To: BigKNY3 who wrote (5730)9/26/1998 11:57:00 AM
From: Anthony Wong  Respond to of 9523
 
Decent proposal

Ads for booze, jeans and cars make regular and heavy
use of the sex sell. But when it comes to flogging
actual sex products, the messages are often models
of modesty, as two current billboard campaigns show.

Saturday, September 26, 1998
VAL ROSS
The Globe and Mail

Toronto -- One of the billboards is situated, appropriately enough, just
below Toronto's Peter Street, in the mighty, manly shadow of the CN
Tower: "Viagra -- Coming Soon." The word Viagra is underlined by a
curve that looks like a Happy Face smile.

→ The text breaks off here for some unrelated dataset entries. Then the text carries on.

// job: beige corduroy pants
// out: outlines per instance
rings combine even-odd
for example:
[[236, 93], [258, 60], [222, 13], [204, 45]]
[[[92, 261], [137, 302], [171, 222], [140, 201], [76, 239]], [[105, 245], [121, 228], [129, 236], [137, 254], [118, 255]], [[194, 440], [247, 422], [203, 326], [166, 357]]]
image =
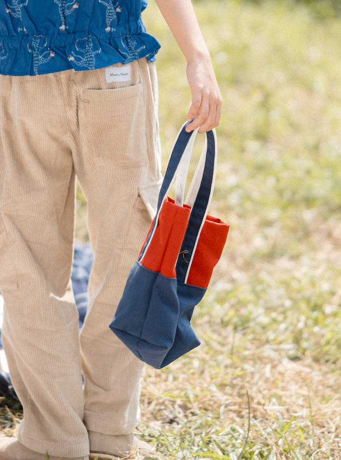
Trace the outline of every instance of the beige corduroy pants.
[[[121, 65], [113, 67], [114, 80]], [[87, 456], [88, 431], [126, 434], [138, 421], [143, 364], [109, 324], [161, 173], [154, 64], [127, 67], [130, 80], [109, 83], [105, 69], [0, 76], [2, 339], [24, 408], [19, 440], [52, 456]], [[75, 174], [94, 254], [80, 346], [70, 280]]]

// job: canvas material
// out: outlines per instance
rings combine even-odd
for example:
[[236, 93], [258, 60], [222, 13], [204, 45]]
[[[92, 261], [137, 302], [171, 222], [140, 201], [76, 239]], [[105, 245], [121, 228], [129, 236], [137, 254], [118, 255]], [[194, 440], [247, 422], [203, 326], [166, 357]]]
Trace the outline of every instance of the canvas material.
[[[24, 407], [19, 440], [51, 456], [86, 456], [88, 429], [110, 439], [138, 421], [143, 363], [108, 328], [161, 184], [155, 66], [131, 65], [123, 83], [108, 84], [104, 69], [0, 77], [2, 338]], [[75, 173], [94, 253], [81, 352]]]
[[[200, 185], [194, 187], [193, 207], [179, 206], [165, 196], [179, 165], [188, 166], [183, 155], [189, 144], [193, 146], [193, 134], [186, 133], [185, 126], [173, 145], [156, 216], [110, 326], [137, 357], [157, 369], [200, 344], [191, 319], [220, 258], [229, 228], [207, 214], [216, 164], [216, 140], [211, 132], [206, 134], [208, 144], [197, 169], [200, 173], [195, 174]], [[182, 171], [181, 176], [185, 179]], [[207, 266], [204, 270], [203, 265]]]

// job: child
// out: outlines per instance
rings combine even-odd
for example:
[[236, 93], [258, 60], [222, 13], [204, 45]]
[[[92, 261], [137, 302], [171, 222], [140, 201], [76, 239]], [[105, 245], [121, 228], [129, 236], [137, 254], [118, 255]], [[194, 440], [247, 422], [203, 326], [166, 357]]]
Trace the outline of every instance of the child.
[[[187, 130], [208, 131], [221, 98], [191, 0], [156, 2], [187, 61]], [[146, 6], [0, 0], [2, 336], [24, 410], [0, 460], [151, 455], [132, 434], [143, 363], [109, 328], [161, 181], [159, 45], [141, 22]], [[94, 254], [80, 339], [70, 281], [76, 174]]]

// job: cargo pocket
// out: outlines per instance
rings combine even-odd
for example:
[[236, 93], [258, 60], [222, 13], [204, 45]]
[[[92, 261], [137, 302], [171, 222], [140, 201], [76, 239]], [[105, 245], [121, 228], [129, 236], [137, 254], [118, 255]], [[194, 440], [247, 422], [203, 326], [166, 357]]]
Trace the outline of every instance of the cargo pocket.
[[133, 168], [148, 163], [146, 104], [143, 85], [85, 89], [80, 130], [88, 154], [113, 167]]

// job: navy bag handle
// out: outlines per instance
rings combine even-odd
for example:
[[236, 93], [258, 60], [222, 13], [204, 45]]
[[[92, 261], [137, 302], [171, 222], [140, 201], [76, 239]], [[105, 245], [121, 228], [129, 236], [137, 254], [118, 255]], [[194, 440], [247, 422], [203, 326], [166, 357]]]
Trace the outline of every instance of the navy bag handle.
[[[185, 123], [174, 141], [162, 185], [159, 193], [157, 210], [148, 238], [141, 251], [138, 262], [143, 260], [145, 251], [157, 226], [162, 204], [176, 177], [175, 204], [183, 204], [184, 191], [194, 141], [199, 131], [187, 133]], [[186, 251], [186, 258], [179, 258], [176, 265], [178, 281], [186, 283], [191, 268], [203, 225], [207, 215], [214, 188], [217, 169], [217, 138], [216, 130], [206, 133], [205, 144], [185, 204], [191, 208], [191, 214], [180, 252]], [[187, 261], [189, 259], [189, 262]], [[178, 272], [179, 271], [179, 272]]]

The only other big-type message is the advertiser's name -- not the
famous anti-impotence drug's manufacturer, Pfizer, but rather one of
the retailers who hope to carry the product if and when it is approved
by Health Canada: MediTrust, the country's largest mail-order
pharmacist. The billboard also spells out the Toronto-based pharmacy
company's telephone number.

Scores of the billboards went up across Ontario just last week. Though
they officially publicize the mail-order service, not the product, they
mark the Canadian advertising debut of the prescription drug that has
aroused hope and more in men with erectile dysfunction. Viagra is
coming soon indeed.

Like the wonder drug they mention, the MediTrust ads have brought
hope and pleasure. "We've been inundated with calls from the public,
asking when they can order," said MediTrust's CEO, Norman Paul.
"We're thrilled with the ads and we have every intention of going
national."

But, like sex, the ads have left a few people deeply dissatisfied. "We
don't approve of someone advertising our product, someone who has
nothing to do with us," said Don Sancton, Pfizer Canada in Montreal's
associate director of corporate affairs.

Beyond turf issues, these simple little billboards raise the interesting
question of why mass-market ad campaigns for products that relate to
sexuality -- Viagra, condoms, Tampax -- are typically sheathed in
discretion, while ads for products such as cars and shoes throb with
sexual innuendo. Like almost everything to do with sex in Canada, the
MediTrust billboards reveal our double standards.

Laura Dallal, director of standards and compliance at Advertising
Standards Canada (the ad industry watchdog), has the job of making
sure that no product -- be it Viagra, vinegar or Vaseline -- is promoted
in ways that offend the public. People file complaints with her group for
many reasons, but outraged sexual mores is one of the big ones. Of
483 complaints against ad campaigns filed with Advertising Standards
Canada since January 1998, more than a quarter came under the
heading, "Offensive to taste and public decency."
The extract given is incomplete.